Trajectory optimization for solar sail in cislunar navigation constellation with minimal lightness number

In view of the limitations of the existing libration-point satellite navigation systems in cislunar space, this paper replaces satellites with solar sails to construct a cislunar navigation constellation and is devoted to the trajectory optimization of solar sails to minimize the lightness number control. The Artificial Lagrangian Points (ALPs) yielded by solar sail in the Sun-Earth+Moon system benefit from the advantages of numberless equilibria and out-of-plane displacement, when compared with the classical Lagrangian points. Limited to the manufacturing of sail film in practice, the candidate constellation architecture in the shape of a cube is constructed based on the optimization of the average lightness number required at ALPs.
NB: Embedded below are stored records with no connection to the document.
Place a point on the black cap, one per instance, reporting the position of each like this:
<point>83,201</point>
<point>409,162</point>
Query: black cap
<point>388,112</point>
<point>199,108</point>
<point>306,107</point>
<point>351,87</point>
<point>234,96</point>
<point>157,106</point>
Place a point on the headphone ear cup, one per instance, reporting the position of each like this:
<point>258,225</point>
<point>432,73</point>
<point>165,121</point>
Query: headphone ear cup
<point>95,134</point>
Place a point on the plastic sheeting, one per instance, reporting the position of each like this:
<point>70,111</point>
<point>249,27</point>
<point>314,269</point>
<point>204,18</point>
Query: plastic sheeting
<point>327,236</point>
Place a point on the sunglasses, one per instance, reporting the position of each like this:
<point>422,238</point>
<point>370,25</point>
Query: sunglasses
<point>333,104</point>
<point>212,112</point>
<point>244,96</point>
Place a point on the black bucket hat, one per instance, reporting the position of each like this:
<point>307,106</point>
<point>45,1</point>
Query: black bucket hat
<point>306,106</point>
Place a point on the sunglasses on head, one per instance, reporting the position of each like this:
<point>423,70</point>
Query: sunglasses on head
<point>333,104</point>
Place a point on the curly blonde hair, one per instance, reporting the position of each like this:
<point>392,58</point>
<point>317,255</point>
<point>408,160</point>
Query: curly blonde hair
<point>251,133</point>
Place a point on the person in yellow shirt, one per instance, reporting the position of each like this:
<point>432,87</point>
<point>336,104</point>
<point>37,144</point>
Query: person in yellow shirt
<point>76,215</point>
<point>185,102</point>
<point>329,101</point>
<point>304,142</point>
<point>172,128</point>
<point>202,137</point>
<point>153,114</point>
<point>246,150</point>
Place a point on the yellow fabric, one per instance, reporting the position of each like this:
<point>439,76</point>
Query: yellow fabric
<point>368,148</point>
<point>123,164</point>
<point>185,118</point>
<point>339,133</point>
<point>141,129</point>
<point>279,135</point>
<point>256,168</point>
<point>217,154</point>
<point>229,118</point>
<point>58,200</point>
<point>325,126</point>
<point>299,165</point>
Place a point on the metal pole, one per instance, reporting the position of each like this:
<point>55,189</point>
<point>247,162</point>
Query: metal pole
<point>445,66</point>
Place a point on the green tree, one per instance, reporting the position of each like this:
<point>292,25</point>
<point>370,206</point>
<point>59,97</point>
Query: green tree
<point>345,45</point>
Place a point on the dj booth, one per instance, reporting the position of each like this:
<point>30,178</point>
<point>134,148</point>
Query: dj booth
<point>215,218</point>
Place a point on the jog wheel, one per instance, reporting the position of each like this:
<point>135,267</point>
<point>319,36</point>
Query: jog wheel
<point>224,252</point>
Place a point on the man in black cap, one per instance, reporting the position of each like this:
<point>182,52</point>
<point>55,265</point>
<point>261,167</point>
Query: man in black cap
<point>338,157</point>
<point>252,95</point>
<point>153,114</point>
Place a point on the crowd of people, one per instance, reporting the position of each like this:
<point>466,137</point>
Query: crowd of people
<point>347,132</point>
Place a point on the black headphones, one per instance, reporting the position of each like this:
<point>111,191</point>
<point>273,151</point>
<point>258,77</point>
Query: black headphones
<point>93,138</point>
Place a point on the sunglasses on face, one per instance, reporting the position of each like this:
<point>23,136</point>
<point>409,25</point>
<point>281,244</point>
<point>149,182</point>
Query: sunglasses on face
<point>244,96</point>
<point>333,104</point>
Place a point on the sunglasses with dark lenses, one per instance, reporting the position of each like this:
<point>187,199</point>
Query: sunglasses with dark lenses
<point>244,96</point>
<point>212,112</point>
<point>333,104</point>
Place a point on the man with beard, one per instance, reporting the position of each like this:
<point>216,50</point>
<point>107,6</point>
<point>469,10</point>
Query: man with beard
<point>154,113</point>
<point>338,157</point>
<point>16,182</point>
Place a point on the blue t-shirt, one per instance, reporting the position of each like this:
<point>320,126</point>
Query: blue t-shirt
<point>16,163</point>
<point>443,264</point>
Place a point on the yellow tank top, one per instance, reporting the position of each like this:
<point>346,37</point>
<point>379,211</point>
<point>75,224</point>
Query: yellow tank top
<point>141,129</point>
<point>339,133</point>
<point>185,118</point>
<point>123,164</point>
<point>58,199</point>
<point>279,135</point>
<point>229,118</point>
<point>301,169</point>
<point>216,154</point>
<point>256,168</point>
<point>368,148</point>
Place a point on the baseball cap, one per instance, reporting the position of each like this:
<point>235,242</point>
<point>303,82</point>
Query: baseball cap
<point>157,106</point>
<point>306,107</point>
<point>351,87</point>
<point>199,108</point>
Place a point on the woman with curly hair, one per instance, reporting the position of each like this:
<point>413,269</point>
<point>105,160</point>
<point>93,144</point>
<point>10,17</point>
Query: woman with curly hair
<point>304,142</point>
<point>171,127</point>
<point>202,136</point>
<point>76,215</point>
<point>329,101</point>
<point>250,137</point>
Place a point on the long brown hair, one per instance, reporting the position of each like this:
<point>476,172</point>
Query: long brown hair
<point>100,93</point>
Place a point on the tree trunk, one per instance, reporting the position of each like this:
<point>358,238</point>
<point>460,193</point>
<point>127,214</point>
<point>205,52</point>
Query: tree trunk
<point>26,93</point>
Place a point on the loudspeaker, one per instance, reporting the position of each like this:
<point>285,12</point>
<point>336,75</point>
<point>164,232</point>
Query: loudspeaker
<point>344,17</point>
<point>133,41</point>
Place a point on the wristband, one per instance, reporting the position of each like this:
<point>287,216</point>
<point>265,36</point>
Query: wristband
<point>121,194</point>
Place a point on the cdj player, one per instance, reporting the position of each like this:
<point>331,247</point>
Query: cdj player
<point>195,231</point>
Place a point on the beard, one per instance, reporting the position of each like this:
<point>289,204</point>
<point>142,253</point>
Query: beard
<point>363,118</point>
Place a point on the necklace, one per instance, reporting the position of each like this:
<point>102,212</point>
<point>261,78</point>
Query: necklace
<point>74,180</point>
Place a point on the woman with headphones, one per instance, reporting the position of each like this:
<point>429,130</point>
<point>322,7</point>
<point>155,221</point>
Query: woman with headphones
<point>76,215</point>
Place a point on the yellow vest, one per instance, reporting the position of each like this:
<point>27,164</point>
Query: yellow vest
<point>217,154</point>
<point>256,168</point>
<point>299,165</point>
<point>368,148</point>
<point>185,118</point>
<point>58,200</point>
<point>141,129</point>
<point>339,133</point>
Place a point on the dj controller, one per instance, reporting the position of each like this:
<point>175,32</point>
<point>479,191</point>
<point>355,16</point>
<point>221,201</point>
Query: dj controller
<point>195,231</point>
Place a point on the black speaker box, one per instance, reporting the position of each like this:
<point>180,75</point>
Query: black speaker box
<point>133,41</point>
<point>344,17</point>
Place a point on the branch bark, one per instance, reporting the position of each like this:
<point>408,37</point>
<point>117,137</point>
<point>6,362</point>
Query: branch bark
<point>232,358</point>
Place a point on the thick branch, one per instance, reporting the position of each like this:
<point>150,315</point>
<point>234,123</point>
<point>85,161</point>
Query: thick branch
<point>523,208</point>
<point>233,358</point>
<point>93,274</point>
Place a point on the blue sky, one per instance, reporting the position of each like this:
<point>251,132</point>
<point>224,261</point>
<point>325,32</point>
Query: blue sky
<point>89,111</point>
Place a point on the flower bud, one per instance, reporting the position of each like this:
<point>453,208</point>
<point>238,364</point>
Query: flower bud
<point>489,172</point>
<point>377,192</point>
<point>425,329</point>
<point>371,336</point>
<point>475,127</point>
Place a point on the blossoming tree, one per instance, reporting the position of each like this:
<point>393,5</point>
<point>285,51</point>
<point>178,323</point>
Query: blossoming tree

Considering the lunar gravity, the Hamiltonian-structure-preserving (HSP) controller achieved by changing the sail's attitude and lightness number is developed to stabilize the sails' trajectories near the ALPs. Moreover, an optimal quasi-periodic trajectory with minimum lightness number control is searched for through differential evolution algorithm evolving the controller gains and initial states of orbits. There are three important contributions of the trajectory optimization for a sail in the cislunar navigation constellation: firstly, the large amounts of ALPs break the restrictions on the number and plane of the five classical Lagrangian equilibrium solutions to enlarge the selection of constellations; secondly, the station keeping tool HSP controller powerfully ensures the boundedness of the ALP's trajectory; thirdly, using the optimization algorithm to generate ALP orbits effectively avoids the time consumption of differential correction, which is more convenient and general for the natural trajectory design of ALPs.